Madame la présidente, madame la secrétaire d’État, madame la rapporteur, mes chers collègues, 92 % des Français plébiscitent aujourd’hui la carte bancaire pour leurs achats quotidiens. Le déclin du nombre de retraits par carte aux distributeurs depuis dix ans en est la conséquence directe. Pour les banques, maintenir un automate en activité n’est rentable que si celui-ci est utilisé.
La proposition de loi que nous examinons entend pérenniser la présence de distributeurs automatiques de billets dans les communes victimes de désertification bancaire.
Il s’agit d’une désertification qui se traduit souvent, comme l’explique d’ailleurs le texte de nos collègues, par une baisse du chiffre d’affaires des commerces locaux, voire une fermeture de ces commerces au profit des grandes surfaces en périphérie et du commerce sur internet.
Si nous partageons ce constat, nous divergeons sur les moyens à mettre en œuvre pour répondre à cette question.
Il aurait été opportun, me semble-t-il, que cette proposition de loi soit plus précise sur les différentes causes à l’origine de la diminution du nombre de DAB dans l’Hexagone ainsi, d’ailleurs, que dans le reste de la zone euro. J’ai déjà évoqué la diminution du nombre des retraits bancaires. Je pourrais aussi parler de la digitalisation de l’activité bancaire sur internet et via des applications mobiles.
L’usage croissant de la carte bancaire rend également les pièces et les billets plus rares dans les porte-monnaie, surtout depuis l’arrivée du paiement sans contact et de l’abaissement progressif du seuil d’acceptation de la carte bancaire par les commerçants, qui est désormais de 1 euro.
En outre, les banques proposent ou expérimentent désormais des partenariats avec des magasins pour permettre à leurs clients d’avoir accès au cash sans avoir besoin d’un automate.
Je citerai en exemple le Compte-Nickel, proposé par 3 800 buralistes, ou encore le cashback, service de retrait d’argent liquide à la caisse des magasins, légalisé en France depuis la loi du 3 août dernier.
En définitive, il ressort de ces observations que les moyens de paiement sont plus diversifiés que par le passé et ne reposent plus uniquement sur le réseau bancaire.
Il n’en demeure pas moins que l’utilisation des espèces demeure essentielle, en particulier pour certaines transactions quotidiennes et de proximité. Ajoutons que les nouveaux usages ne concernent pas l’ensemble de la population : pour certains de nos concitoyens peu familiers des usages digitaux, le recours aux espèces reste vital.
Quelles solutions peut-on dès lors envisager pour garantir la délivrance d’espèces sur tout le territoire ?

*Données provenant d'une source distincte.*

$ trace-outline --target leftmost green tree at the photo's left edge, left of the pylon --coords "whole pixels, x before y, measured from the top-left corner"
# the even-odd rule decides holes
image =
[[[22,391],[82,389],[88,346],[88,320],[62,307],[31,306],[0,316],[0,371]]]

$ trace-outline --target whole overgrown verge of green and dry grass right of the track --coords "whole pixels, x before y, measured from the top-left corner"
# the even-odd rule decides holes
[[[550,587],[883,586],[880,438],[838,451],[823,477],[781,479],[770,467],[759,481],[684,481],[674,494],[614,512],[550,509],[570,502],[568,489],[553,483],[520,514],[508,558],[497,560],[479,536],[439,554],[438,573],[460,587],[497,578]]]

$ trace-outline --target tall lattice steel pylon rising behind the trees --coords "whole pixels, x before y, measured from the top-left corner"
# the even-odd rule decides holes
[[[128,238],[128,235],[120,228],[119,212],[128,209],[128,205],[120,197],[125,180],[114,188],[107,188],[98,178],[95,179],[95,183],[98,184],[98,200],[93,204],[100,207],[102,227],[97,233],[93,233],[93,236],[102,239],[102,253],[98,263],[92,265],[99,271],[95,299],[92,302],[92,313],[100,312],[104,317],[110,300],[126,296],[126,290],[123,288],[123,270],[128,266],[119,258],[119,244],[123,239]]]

Plutôt que de subventionner les communes pour qu’elles conservent ou créent leurs DAB, comme le suggèrent les auteurs de cette proposition de loi, nous soutenons la proposition de la rapporteur Sylvie Vermeillet visant à financer par le FISAC, dont le Sénat propose le rétablissement des crédits, l’installation de DAB dans les commerces de proximité situés dans les communes non couvertes par un réseau de radiocommunication mobile.
Dans ces communes, les terminaux de paiement par carte bancaire ne peuvent pas fonctionner correctement, ce qui exclut le recours au cashback, d’où l’importance de prévoir un accès aux espèces pour les habitants qui y vivent.
L’instauration d’un critère de distance minimale des bureaux de La Poste comportant un DAB, prévue à l’article 2, nous semble compliquée à mettre en œuvre, car elle soulève d’importantes difficultés techniques, pratiques, juridiques, voire des difficultés en termes de sécurité.
D’abord, La Poste assure déjà un service de mise à disposition d’espèces dans ses différents points de contact, qui suffisent à couvrir les besoins quotidiens.
Ensuite, une extension de la mission d’aménagement du territoire assurée par La Poste nécessiterait de prévoir une compensation complémentaire, soumise au cadre européen relatif aux aides d’État, dont le principe actuel a été validé en avril dernier par la Commission européenne, et ce jusqu’en 2022. Compléter cette mission reviendrait donc à ouvrir la boîte de Pandore et à remettre en cause la sécurisation juridique de cette compensation.
Enfin, cette compensation consiste en un allégement de fiscalité locale, non compensé par l’État. Le dispositif proposé serait donc supporté par les collectivités territoriales, alors que celles-ci ont déjà du mal à faire face à leurs obligations en raison du désengagement financier de l’État.
Pour toutes ces raisons, notre groupe votera cette proposition de loi telle qu’elle a été modifiée par Mme la rapporteur.